Возвращался Макс очень довольный, с двумя доверху набитыми сумками. Он шёл, любовался июнем и улыбался, пока не услышал за спиной:

– Пашка! Ты чего это так нагрузился?

Улыбка растворилась, сердце сжалось в тяжёлом предчувствии, он обернулся:

– Да… чего… – забормотал Макс, – Продукты вот купил домой, еду…

– Еду! – загоготал Дениска Марченко, – Ты на всё село звенишь своей «едой»! Вечеринка что ли у тебя?

– Да нет, какая вечеринка… Просто Вальтеры сегодня придут знакомиться со щенком. Я больше никого не звал.

Дениска надулся:

– Да ради Бога! Я что, напрашиваюсь, что ли? Сиди со своими Вальтерами сколько угодно, только врать то зачем?!

– Ты чего в бутылку лезешь? – разозлился Макс, – Никакой вечеринки, посмотрят щенка, может, мяса пожарим. Если хочешь – приходи тоже.

– Ой, правда, Паша? – просиял участковый, – Я с удовольствием! Дома тоска зелёная! Но только ты мне сразу скажи, если ты не хотел меня звать, если я напросился…

– Иди к чёрту! – Макс уже шагал дальше к дому.

У своих ворот он нос к носу столкнулся с Анатолем.
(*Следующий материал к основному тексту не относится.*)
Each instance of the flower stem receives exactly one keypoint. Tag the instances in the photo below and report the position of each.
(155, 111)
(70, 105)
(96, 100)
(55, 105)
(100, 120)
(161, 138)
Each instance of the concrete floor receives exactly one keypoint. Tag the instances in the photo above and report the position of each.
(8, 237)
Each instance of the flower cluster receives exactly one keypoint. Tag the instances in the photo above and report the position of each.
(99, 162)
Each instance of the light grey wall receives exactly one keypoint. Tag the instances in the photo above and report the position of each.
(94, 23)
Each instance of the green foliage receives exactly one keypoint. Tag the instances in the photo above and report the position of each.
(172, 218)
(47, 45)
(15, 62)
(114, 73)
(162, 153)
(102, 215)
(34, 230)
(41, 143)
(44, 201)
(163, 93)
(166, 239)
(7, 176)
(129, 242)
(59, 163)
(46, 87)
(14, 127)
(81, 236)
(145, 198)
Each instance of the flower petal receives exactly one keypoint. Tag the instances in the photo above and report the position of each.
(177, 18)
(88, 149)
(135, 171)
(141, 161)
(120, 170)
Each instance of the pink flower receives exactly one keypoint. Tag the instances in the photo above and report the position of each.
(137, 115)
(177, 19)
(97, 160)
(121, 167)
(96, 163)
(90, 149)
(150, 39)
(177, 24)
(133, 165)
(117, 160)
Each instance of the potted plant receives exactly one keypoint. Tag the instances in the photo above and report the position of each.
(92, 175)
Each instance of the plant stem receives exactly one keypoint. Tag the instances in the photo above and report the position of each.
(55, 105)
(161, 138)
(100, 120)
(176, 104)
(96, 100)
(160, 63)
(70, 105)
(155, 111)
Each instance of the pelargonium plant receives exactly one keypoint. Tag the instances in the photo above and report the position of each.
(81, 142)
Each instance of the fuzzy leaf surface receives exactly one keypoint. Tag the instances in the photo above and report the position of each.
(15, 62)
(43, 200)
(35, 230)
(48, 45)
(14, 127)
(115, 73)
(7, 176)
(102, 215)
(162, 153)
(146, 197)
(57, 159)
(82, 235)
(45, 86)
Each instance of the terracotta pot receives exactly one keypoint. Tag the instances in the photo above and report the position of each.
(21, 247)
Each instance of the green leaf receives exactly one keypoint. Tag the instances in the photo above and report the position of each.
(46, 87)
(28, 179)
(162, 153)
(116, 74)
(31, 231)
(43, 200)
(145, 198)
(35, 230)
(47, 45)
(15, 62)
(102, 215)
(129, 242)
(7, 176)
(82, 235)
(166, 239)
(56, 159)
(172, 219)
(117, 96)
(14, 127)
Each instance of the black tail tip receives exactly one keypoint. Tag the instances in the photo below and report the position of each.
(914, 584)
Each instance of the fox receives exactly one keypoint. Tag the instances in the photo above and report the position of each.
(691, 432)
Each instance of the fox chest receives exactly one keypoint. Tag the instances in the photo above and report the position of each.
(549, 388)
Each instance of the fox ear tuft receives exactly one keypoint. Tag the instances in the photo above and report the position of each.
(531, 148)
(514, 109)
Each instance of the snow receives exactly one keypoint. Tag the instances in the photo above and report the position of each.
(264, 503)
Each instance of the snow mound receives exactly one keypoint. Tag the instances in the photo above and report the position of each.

– Макс! Здравствуй, дорогой!

Сердце ныло.

– Здравствуй, Толя… А ты чего тут?

– Да вот, понимаешь, пришёл позвать вас к нам на ужин, но твоя помощница, кстати, очаровательная женщина, сказала, что у вас вечером гости…

– Да, – сухо ответил Макс.

– Ах, как жаль! – вздохнул Анатоль, – А мы задумали сегодня рыбину коптить. Серж ездил в город и привёз огромную форель, но нам вдвоём её никак не осилить… Ещё отличного вина купил. И много. Но если так сложилось, то может тогда мы к вам? Вино и рыбу принесём.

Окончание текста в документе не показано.